Op papier wint Real de tiende Europabeker voor Landskampioenen, meer dan twintig jaar geleden tot Champions League omgedoopt. Op papier had FC Barcelona een week geleden ook de Spaanse landstitel moeten winnen. Maar omdat voetbal vooralsnog op gras wordt gespeeld en niet op papier en niet (altijd) met de balansen in de achterzak, pakte Atlético de titel op het veld van Barcelona, dat vier keer meer inkomsten heeft.

Om dezelfde reden winnen ze vanavond misschien wel hun eerste Champions Leaguefinale tegen stadsgenoot Real Madrid, dat alleen al aan tv-rechten drie keer meer overhoudt.
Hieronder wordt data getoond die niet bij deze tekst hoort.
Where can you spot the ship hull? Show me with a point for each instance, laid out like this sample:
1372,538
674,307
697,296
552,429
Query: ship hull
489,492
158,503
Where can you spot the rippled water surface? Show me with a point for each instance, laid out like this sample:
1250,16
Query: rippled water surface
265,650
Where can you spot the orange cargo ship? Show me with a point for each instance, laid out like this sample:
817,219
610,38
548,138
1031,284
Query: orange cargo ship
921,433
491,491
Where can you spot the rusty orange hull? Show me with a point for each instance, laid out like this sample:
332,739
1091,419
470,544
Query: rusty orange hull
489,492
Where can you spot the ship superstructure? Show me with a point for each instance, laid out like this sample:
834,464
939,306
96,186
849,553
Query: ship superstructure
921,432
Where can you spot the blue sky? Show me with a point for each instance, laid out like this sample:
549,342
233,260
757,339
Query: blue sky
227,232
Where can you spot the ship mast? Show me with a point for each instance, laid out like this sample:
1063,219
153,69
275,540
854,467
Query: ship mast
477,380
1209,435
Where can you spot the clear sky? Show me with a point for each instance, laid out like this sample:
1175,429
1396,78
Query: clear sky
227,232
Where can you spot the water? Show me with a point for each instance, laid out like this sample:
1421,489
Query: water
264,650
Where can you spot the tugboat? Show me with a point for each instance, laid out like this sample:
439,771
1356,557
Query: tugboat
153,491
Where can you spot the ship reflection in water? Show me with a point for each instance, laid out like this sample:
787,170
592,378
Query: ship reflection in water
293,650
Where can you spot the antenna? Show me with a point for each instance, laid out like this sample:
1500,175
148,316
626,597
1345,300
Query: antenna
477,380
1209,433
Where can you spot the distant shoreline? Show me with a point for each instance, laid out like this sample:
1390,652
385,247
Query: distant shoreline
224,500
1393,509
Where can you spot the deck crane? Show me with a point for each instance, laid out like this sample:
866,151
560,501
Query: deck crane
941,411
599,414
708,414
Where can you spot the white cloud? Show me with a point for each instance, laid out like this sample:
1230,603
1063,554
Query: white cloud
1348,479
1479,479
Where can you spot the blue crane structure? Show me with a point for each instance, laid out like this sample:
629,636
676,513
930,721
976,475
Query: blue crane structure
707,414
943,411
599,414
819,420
Dat Atlético voor de tiende keer al kampioen van Spanje is geworden, is minder een toeval dan nu wordt beweerd. Historisch gezien heeft de club altijd een rol gespeeld als derde hond. Zowel voor de Tweede Wereldoorlog, met de legende Ricardo Zamora als trainer, als erna kende de club succes. De periode tussen 1947 en 1977 met zes titels, vijf bekers en een Europese titel blijft de meest vruchtbare ooit. Onder meer de legendarische Helenio Herrera, de zogezegde uitvinder van het catenaccio, was toen trainer, net als de latere Spaanse bondscoach Luis Aragonés, die als spelers zelfs topscorer aller tijden is van de club.

Uitstalraam

Atlético is sinds de Tweede Wereldoorlog de derde club van Spanje maar heeft een reputatie als niet-standvastig. Spaanse voetbalkenners verwoorden het zo: het enig voorspelbare aan Atlético is de onvoorspelbaarheid. De club staat nog net in de top twintig van voetbalverenigingen met de hoogste omzetten, wat het predikaat 'arm' wat relativeert, maar kan daar niet van profiteren.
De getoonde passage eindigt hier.